Polly Leonard on the topic of craft
You have to be careful about craft.
My husband steps on the brakes and searches for a parking space; he has seen a handwritten sign ‘Craft Fair Today’ on the entrance to a church hall we pass on the road. I protest that although it is a nice thought not all craft is created equal. I love craft and of course would travel miles to find a gem.
The problem is the word Craft. It is just too general – encompassing everything from Alison Morton’s exquisite hand woven linen tea towels to something produced as a response to Kirstie Allsopp’s have-a-go manifesto, and everything in between.
Craft is skilled work and has nothing to do with design. In Japan an apprentice would spend years acquiring skills from a master. There is no expectation to create original work before the technique had been mastered to a level that might be achieved after ten thousand hours. Master craftsmen are in turn honoured by becoming a Living National Treasure.
In the West, particularly the UK, this idea is turned on its head – we teach students as young as fourteen to think creatively and develop an idea through to a conclusion, with the intention that they will pick up the necessary skills during their personal creative journey. To an extent this works. We have great creative minds. I am thinking of the likes of Ptolemy Mann, who as well as a virtuoso weaver is also a talented designer and has the ability to apply her creativity to a range of problems.
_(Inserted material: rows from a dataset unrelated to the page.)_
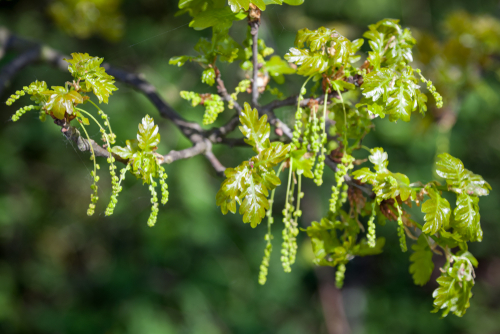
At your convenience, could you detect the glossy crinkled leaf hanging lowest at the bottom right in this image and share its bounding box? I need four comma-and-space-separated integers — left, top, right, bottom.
432, 260, 474, 317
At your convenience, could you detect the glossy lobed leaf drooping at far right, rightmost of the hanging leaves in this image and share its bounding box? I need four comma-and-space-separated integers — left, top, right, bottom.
453, 194, 483, 241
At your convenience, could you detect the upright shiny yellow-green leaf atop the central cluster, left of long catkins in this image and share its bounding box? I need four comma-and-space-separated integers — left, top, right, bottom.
240, 102, 271, 152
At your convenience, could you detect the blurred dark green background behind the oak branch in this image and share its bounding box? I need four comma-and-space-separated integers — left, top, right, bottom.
0, 0, 500, 334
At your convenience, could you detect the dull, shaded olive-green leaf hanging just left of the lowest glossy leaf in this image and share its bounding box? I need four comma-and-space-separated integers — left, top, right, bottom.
410, 234, 434, 285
However, on a rudimentary level creativity is the easy bit. Almost anyone can make something, as the popularity of online craft marketplaces testifies. It is with sadness, though, that I note textiles suffer from the ‘design without skill’ scenario more than other disciplines; probably because the financial investment necessary to knit a scarf is less than that needed to say throw a pot. The problem with the lexicology is further complicated by the anonymous craftsmen who use their sophisticated skills to produce products whose design is either dictated by others or inherited from cultural history.
Of course, when craft is combined with design it becomes cool; in urban centres such as Shoreditch the keyboard has been replaced by the workbench to startling effect. New galleries re-present old crafts for a new affluent audience, and craft fairs fill every weekend. At its best craft is often quiet – it does not shout like design, and this partly accounts for its struggle. Take another look at Alison Morton’s tea towels. The Scandinavian aesthetic is not afraid of this silence and that is why they sit more comfortably with this genre.
So how do we categorise craft? I am struck by the low status of craft in schools as opposed to say music – this may provide the key. A student studying an instrument will have a one to one lesson each week, is expected to practice half an hour every day and is tested once a year. The Associate Board of the Royal School of Music has produced a system of grading that tests knowledge and skill in a specific discipline. Something similar for craft may provide a solution.
So to satisfy our curiosity we pay the entrance fee and cruise the stalls at the Craft Fair in search of that elusive gem.
Ptolemy Mann will be exhibiting at Selvedge's Artisan Fair
3 – 4 December
Chelsea Old Town Hall
Images featured: Alison Morton
14 comments
So many of your comments support my thinking too. Here I am in Australia and this dilemma is with me every day. As a highly skilled dressmaker making beautiful clothing for brides and ladies who seek personal style in fashion, I lament the lack of education in this skill.
How wonderful to read an article and comments that are so spot on and I agree with all that has been written.
The situation here in Australia is very much the same. Every other country town has its ‘craft ’ shop which are usually full of what I describe as bad craft. Crocheted toilet roll covers in pastel nylon, baby clothes knitted in acrylic, bags and other items made from left over coated curtain fabric, and my particular favourite for awfulness are towelling tea towels with a crocheted ’handle ’ to button on to your towel rail.
These shops are usually affiliated to a church or community group and are run by our very senior citizens and while it is fantastic that people are still knitting, crocheting, or doing woodwork in their 80’s and 90’s and the work is sometimes exquisite they are made in cheap man made fibres and dreadful colours.
We have a chain of barn like fabric, haberdashery and craft supply stores so the raw materials are readily available ( far more so than in the UK ) but they sell budget quality goods and so this is of course what is used.
On the plus side we also have far more quilting shops than the UK so good quality fabric is available and while we have world class quilters (and textile artists) the majority are content to follow a design from a quilting magazine.
Fabrics of all description and particularly furnishing fabric is very much cheaper than in the UK, closer to China maybe.
A gripe for another blog… Selling polyester 80’s clothes as vintage.
Keep up the conversation Polly and Selvedge
I am not informed enough to comment on how craft is taught in our schools but I think textiles is thought in a very limited and desultory manner.
A correction to my above comments. The last line should of course read taught and not thought.